I see that I cannot find support for a object_id in ObjectHypothesis. I still thing this will bite us in the future. Nevertheless, I suggest that we are going forward with the majority:
Add track_id (which seems to be a better name that tracking_id) of type string to DetectionXd.
The most correct version would be, that the tracker publishes multiple DetectionXdArrays if it is uncertain. However, in this case the score would have to be at DetectionXdArrays.
Yes. There is no need to add the score to DetectionXdArray. Simply add a message that has an array of DetectionXdArray and an array of scores. If you want to go down this road, I suggest you create such a message outside of vision_msgs. Once it has proved useful in a real implementation, it could be merged into vision_msgs.
But if the tracker cannot differentiate n objects, it would have to publish n! messages.
Correct. This is in the nature of the problem. Pretending that the probabilities are independent simplifies the problem, but is wrong. MHT solves the problem by only keeping track of a fixed number of hypotheses, not all possible ones, like a particle filter.
I see that I cannot find support for a object_id in ObjectHypothesis. I still thing this will bite us in the future. Nevertheless, I suggest that we are going forward with the majority:
Add track_id (which seems to be a better name that tracking_id) of type string to DetectionXd.
Agreed. We can still add object_id to the hypotheses later if we find a compelling and common use case.
See #19, now merged, for tracking on Detection messages. Please re-open the issue if and when we need to revisit.
@Kukanani @mistermult I feel verry sorry to my late reply. I strongly disagree with using string in tracking_id. So, I propose to revert change in #22 It makes it is unnecessary for humans to check tracking ID directory. It is just a visualization problem. I am now developing visualization nodes for this message. So, it will be no problem soon. If you want to treat tracking result from a multiple tracker nodes, we have to check the batting of the tracking ID.
@mistermult The reason why I use uuid_msgs is users should recoganize the filed is UUID corectly.
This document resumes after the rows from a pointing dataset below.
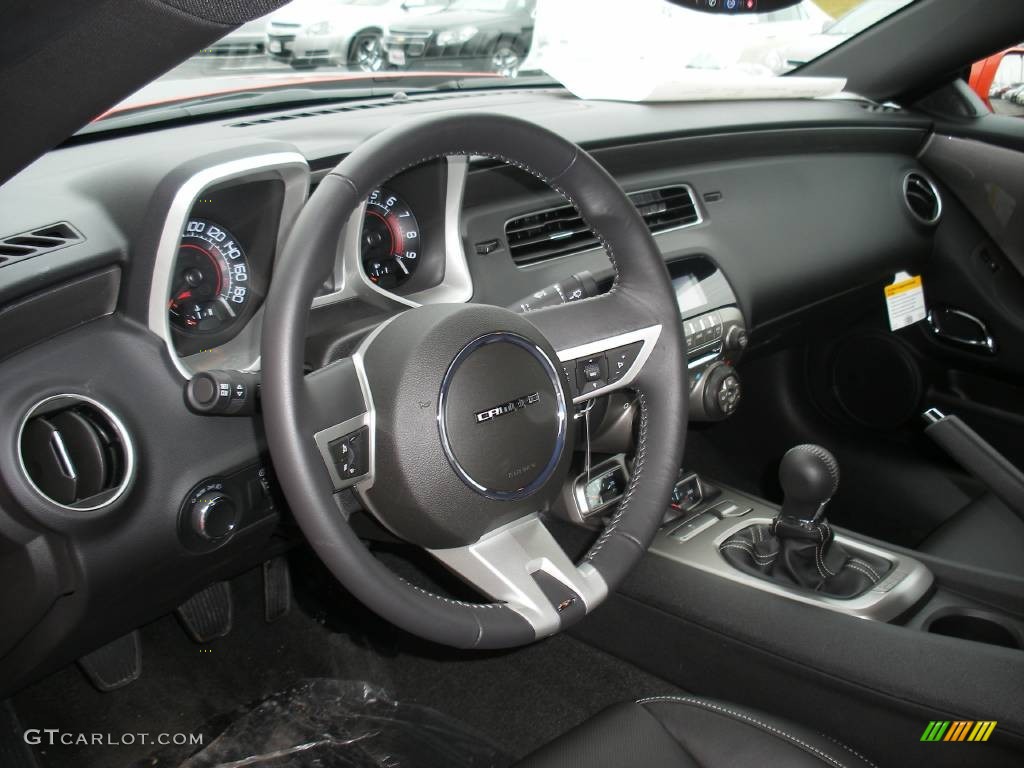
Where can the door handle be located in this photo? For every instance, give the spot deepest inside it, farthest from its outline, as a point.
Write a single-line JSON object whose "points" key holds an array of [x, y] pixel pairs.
{"points": [[956, 327]]}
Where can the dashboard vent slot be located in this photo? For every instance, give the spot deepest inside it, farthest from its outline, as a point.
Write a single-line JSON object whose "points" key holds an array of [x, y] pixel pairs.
{"points": [[922, 198], [36, 242], [76, 453], [560, 231]]}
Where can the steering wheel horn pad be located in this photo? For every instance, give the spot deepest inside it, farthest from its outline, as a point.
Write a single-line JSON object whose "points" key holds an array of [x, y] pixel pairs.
{"points": [[471, 423], [468, 433]]}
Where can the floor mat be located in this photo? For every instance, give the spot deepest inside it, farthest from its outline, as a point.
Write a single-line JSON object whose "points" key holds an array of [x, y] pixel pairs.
{"points": [[342, 724], [518, 699]]}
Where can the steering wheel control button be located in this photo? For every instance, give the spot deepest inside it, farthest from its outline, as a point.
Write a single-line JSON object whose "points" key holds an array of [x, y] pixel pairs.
{"points": [[351, 454], [621, 360], [592, 373], [222, 393], [214, 516], [502, 416]]}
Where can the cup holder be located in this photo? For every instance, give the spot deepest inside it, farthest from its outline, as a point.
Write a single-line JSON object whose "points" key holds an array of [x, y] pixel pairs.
{"points": [[977, 626]]}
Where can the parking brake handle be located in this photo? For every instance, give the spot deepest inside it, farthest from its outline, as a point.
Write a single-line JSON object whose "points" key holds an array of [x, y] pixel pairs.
{"points": [[978, 457]]}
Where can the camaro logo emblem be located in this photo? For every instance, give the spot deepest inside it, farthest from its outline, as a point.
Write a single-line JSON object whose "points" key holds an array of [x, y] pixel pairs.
{"points": [[507, 408]]}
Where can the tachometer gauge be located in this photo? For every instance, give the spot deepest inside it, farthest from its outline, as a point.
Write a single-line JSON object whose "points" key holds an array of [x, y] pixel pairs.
{"points": [[390, 240], [210, 283]]}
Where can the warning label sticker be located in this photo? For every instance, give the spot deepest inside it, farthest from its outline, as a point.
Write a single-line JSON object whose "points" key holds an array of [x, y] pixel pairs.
{"points": [[905, 301]]}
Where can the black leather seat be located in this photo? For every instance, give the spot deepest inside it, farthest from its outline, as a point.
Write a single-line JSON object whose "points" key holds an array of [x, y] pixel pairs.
{"points": [[986, 534], [688, 731]]}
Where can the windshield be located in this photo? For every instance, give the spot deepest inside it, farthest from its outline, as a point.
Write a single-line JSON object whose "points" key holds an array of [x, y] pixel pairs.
{"points": [[312, 50], [864, 15]]}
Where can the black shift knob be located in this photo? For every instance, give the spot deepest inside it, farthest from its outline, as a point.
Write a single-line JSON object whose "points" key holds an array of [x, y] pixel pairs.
{"points": [[809, 475]]}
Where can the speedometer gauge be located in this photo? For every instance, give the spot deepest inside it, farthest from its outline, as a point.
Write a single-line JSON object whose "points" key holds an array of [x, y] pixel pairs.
{"points": [[390, 240], [210, 283]]}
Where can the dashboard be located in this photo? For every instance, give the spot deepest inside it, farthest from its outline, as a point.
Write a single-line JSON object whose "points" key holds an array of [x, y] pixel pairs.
{"points": [[169, 242]]}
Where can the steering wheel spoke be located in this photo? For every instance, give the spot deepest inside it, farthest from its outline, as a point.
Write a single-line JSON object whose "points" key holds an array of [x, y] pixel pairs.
{"points": [[466, 434], [603, 344], [340, 419], [521, 564]]}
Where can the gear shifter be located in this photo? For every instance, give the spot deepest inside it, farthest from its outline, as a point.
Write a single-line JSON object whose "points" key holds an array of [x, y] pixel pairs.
{"points": [[798, 548], [809, 476]]}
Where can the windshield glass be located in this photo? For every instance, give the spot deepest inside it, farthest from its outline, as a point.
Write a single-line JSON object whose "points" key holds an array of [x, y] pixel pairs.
{"points": [[312, 50]]}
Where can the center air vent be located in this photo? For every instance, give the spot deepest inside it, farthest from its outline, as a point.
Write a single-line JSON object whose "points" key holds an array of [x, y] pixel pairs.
{"points": [[560, 231], [922, 198], [76, 453]]}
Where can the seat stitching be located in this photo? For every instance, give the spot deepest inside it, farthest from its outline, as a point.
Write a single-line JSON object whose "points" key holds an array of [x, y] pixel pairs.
{"points": [[822, 756], [850, 750]]}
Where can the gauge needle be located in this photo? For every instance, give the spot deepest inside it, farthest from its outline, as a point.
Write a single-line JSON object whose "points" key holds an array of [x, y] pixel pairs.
{"points": [[228, 307], [179, 298]]}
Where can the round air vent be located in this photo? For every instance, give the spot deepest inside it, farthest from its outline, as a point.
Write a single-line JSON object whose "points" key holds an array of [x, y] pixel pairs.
{"points": [[76, 453], [922, 198]]}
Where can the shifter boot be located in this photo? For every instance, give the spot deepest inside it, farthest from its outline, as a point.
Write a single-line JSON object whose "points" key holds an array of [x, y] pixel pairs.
{"points": [[803, 554]]}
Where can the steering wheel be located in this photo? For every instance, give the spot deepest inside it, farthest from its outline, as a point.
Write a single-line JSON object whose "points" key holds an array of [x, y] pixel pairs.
{"points": [[454, 423]]}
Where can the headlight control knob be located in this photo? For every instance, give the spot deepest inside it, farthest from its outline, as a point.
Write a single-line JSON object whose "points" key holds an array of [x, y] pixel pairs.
{"points": [[214, 516], [722, 391]]}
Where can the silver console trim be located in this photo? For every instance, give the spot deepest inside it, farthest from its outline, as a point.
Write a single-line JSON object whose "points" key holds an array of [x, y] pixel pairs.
{"points": [[293, 170], [907, 583]]}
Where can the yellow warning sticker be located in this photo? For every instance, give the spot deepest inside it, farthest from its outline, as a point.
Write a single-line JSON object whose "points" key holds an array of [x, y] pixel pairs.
{"points": [[905, 301]]}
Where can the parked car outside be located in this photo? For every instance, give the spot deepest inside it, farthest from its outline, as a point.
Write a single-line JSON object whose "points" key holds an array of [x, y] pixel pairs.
{"points": [[478, 35], [241, 48], [859, 18], [307, 34], [655, 30], [998, 81]]}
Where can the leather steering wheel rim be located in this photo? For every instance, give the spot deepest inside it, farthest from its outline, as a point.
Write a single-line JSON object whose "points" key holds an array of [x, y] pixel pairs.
{"points": [[641, 298]]}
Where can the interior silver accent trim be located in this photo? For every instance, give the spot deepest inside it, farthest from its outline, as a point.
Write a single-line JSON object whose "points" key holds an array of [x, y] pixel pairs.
{"points": [[561, 412], [934, 189], [293, 170], [367, 419], [908, 582], [985, 342], [110, 497], [648, 336], [502, 562], [693, 198], [606, 467]]}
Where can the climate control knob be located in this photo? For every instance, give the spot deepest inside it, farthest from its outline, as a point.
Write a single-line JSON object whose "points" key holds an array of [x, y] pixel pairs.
{"points": [[214, 516]]}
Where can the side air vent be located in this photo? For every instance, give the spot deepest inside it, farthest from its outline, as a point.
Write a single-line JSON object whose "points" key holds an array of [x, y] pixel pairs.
{"points": [[560, 231], [922, 198], [36, 242], [76, 453]]}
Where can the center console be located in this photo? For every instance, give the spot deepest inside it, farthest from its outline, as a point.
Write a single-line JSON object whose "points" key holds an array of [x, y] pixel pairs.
{"points": [[694, 537]]}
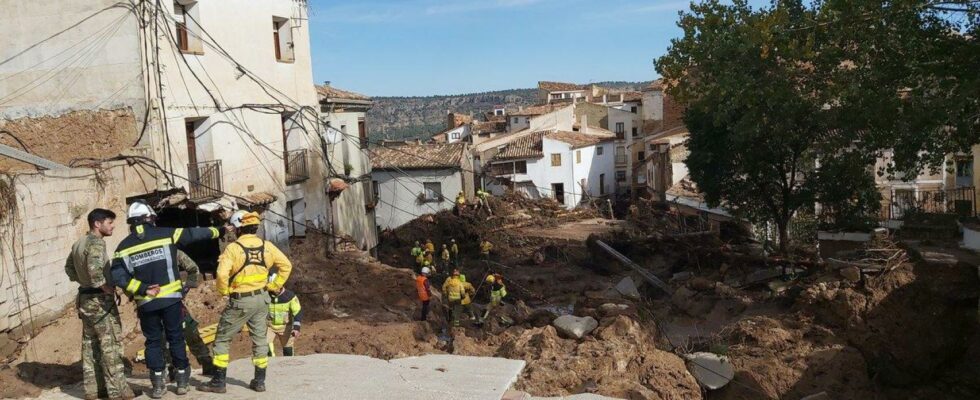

@Kukanani @mistermult @LeroyR I failed to reopen this issue. Can you discuss here?? #25
Hi, I want to make object detection (https://github.com/OUXT-Polaris/nnabla_vision_detection) and tracking ROS package and visialization tool(https://github.com/OUXT-Polaris/vision_msgs_visualization) using vision_msgs. However, there is no object unique id in this package. So,I want to modify this message like below.
Detection2D.msg
Detection3D.msg
I want to use same message for tracking and detection, in order to use same ROS node for the visialization, so I do not want to add new message type.